Guillaume Dupré was both a sculptor and a medalist, and his earliest recorded work was a medal dated 1597 of King Henri IV of France and the king's mistress Gabrielle d'Estrées. This medal first brought the artist to the notice of the king.[1] Dupré was most probably trained under the sculptor Barthélemy Prieur (died 1611) and was to marry his daughter, Madelaine, in 1600. Their children included Abraham, who also became a bronze-founder and medalist (see NGA 1957.14.1167.a,b).
In 1600, Guillaume Dupré accompanied the court to Lyon, where it was based for the conduct of a campaign against the duke of Savoy. It was here that Dupré must have encountered Italian medals.[2] The effect is immediately evident in Dupré's medals, which included a portrait of the king and of Lyonnaise worthies.
The court returned to Paris in 1601, and Dupré produced a medal for the marriage of Henri IV and Marie de Médici in that year. Dupré's medal celebrating the birth of the dauphin in 1603 (NGA 1957.14.1151.a,b) was extraordinarily successful. The king was so delighted with it that he granted quite exceptional privileges, giving Dupré a monopoly on the effigy and the right to disseminate it as he wished. In 1604, Dupré was appointed Contrôleur Général des Poinçons et Effigies des Monnoyes de France (controller general of puncheons and effigies for the coinage of France). During 1608 he worked on the decorations of both the Louvre and the Tuileries. His sculptures included a clay figure of the dauphin, documented to 1604; a funeral effigy of Henri IV in a competition of 1610; and a marble bust of Dominique de Vic, now in the Louvre, Paris.
Dupré became the "first sculptor" to the king in 1611 on the resignation of Barthélemy Prieur, although the royal commissions went to Giambologna's associate Pietro Francavilla rather than to Dupré. He continued to produce medals for the court such as those of Louis XIII (NGA 1957.14.1161.a,b) and the queen regent (NGA 1986.29.2.a,b).

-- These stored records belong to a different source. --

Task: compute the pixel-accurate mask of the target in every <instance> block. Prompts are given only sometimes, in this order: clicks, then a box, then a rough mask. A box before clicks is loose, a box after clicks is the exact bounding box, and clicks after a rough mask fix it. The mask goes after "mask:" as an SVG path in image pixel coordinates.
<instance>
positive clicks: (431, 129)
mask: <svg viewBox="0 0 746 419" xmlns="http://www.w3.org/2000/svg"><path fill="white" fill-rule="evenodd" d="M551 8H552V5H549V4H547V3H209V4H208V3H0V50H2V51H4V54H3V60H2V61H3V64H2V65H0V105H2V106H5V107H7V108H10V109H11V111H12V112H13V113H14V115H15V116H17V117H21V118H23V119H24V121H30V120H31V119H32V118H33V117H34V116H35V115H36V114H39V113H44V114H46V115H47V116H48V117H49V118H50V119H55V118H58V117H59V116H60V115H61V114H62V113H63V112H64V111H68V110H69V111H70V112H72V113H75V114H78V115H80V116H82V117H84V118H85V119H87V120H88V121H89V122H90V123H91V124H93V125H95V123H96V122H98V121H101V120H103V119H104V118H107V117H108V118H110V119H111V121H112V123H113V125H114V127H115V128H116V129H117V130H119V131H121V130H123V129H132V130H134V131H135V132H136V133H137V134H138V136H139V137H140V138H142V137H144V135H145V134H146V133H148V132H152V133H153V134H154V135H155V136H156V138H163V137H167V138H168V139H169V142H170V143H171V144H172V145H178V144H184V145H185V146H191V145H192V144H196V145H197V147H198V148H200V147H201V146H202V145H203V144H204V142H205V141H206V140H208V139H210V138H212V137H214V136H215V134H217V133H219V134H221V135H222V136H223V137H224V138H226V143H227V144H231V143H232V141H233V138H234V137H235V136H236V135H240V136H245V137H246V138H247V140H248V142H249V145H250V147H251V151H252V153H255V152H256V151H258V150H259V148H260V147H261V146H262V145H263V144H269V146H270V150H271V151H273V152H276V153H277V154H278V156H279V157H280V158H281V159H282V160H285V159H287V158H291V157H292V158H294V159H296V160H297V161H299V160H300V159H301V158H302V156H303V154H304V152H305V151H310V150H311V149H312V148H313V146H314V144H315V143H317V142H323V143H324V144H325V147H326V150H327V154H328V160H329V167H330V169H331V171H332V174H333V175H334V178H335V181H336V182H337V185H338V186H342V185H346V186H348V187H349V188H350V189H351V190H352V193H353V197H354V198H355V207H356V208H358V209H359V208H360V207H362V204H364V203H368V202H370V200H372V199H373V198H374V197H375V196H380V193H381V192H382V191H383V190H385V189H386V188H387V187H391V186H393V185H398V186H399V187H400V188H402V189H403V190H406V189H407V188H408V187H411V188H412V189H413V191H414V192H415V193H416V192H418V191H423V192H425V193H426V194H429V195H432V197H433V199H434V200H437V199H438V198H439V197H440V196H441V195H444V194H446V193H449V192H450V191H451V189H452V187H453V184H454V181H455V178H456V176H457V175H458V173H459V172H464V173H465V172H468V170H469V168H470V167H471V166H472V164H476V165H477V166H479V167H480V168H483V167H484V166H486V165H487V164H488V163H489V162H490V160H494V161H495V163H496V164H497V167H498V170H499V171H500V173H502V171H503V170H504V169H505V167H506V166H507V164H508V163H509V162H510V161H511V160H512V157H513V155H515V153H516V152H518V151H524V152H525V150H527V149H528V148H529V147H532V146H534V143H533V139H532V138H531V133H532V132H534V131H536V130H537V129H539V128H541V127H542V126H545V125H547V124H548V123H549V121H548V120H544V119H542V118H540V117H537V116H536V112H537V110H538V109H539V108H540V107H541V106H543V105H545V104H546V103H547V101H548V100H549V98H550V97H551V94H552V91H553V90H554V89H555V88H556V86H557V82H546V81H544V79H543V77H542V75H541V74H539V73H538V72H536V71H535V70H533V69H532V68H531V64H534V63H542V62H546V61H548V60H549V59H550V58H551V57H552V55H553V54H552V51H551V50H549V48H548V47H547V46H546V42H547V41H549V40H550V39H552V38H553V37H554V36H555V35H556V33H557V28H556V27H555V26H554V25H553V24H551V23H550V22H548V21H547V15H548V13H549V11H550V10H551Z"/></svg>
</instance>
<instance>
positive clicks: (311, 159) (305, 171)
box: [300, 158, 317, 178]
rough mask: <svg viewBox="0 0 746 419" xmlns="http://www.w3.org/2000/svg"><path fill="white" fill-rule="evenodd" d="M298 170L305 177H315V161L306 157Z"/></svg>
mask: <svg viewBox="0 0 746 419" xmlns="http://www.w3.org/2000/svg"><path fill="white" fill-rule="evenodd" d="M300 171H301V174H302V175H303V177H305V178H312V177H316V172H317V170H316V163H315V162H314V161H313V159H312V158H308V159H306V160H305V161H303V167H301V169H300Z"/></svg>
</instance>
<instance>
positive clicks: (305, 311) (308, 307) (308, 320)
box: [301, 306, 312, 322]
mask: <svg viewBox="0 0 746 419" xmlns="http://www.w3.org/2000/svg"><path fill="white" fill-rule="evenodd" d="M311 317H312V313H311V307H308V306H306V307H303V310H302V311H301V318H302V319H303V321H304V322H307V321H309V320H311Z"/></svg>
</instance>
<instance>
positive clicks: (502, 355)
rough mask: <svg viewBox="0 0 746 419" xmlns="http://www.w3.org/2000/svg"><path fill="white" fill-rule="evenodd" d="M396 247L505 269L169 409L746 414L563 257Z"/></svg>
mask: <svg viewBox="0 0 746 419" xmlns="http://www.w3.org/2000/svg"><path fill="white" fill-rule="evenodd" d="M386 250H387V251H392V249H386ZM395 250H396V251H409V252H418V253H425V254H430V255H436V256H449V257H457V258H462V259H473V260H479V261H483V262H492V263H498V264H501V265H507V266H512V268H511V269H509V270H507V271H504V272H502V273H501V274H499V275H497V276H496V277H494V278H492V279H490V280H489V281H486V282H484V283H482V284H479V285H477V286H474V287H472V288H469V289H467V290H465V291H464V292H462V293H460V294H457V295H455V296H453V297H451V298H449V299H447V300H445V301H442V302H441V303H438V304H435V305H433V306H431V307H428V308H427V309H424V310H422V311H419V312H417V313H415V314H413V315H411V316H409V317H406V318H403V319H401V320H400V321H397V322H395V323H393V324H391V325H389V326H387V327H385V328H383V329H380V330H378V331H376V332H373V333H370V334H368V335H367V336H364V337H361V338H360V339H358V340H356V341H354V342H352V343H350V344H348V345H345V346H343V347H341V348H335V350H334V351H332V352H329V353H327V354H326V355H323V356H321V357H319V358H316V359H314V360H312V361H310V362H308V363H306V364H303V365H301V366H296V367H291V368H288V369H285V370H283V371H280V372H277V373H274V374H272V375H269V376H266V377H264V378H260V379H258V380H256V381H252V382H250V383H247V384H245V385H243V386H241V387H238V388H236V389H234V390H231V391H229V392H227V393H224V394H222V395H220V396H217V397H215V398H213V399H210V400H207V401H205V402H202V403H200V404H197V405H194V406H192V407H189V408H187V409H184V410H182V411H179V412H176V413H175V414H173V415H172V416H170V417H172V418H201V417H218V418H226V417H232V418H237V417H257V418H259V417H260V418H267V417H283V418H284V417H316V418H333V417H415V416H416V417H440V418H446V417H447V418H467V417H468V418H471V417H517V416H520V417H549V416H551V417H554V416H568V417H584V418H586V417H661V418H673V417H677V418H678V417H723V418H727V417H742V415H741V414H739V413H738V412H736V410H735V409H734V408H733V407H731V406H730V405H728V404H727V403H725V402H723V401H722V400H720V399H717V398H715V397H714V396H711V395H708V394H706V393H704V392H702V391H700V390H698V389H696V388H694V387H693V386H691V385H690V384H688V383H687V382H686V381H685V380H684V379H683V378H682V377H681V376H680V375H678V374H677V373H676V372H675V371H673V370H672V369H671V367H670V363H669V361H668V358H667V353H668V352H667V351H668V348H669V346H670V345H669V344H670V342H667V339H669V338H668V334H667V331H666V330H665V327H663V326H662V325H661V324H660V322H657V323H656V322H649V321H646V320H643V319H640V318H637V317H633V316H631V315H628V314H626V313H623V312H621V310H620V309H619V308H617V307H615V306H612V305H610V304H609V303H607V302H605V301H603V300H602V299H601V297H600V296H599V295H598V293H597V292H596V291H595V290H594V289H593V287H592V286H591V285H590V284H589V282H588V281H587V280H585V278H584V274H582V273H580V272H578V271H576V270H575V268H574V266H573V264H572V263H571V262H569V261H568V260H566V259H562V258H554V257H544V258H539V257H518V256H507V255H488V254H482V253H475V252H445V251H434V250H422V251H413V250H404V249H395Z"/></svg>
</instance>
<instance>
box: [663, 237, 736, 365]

In 1612 Dupré was invited to visit the court of Mantua. The newly succeeded Duke Francesco IV had close connections with the French court because his mother, Leonora de' Medici, was sister to the queen. The large portrait medal that Dupré produced (NGA 1957.14.1156) was something new, both in Italy and France--larger in scale than any Italian portrait medal and inspired directly by Pilon's Valois court portraits.[3] In Italy, Dupré travelled to the courts of Florence (NGA 1957.14.1157) and Venice to produce medals that are uncompromisingly his in style, uninfluenced by the conventions of the contemporary Italian medal.
Through the patronage of the chief minister of King Louis XIII, Cardinal Richelieu, Dupré became Commissaire Général des Fontes de l'Artillerie de France (general commissioner of casting for the artillery of France). He continued to produce medals (NGA 1942.9.154.a,b), though fewer of them, and made medals for the Savoy court (NGA 1957.14.1165.a,b).
Dupré was the most brilliant French medalist of the period. He handled the personal portrait with a directness and force that were markedly original and individual. His directness was not Netherlandish or German, and the occasional courtly character of his medals had no touch of Italian grandiloquence.
The National Gallery of Art collection contains a superb series of his medals.
[1] Mark Jones, A Catalogue of the French Medals in the British Museum, 2 vols., London, 1982-1988: 2:no. 1.
[2] Jones 1982-1988, 2:37.
[3] Stephen K. Scher, The Currency of Fame: Portrait Medals of the Renaissance, exh. cat. Frick Collection, New York; National Gallery of Art, Washington, D.C., New York and Washington, D.C., 1994: 314-315.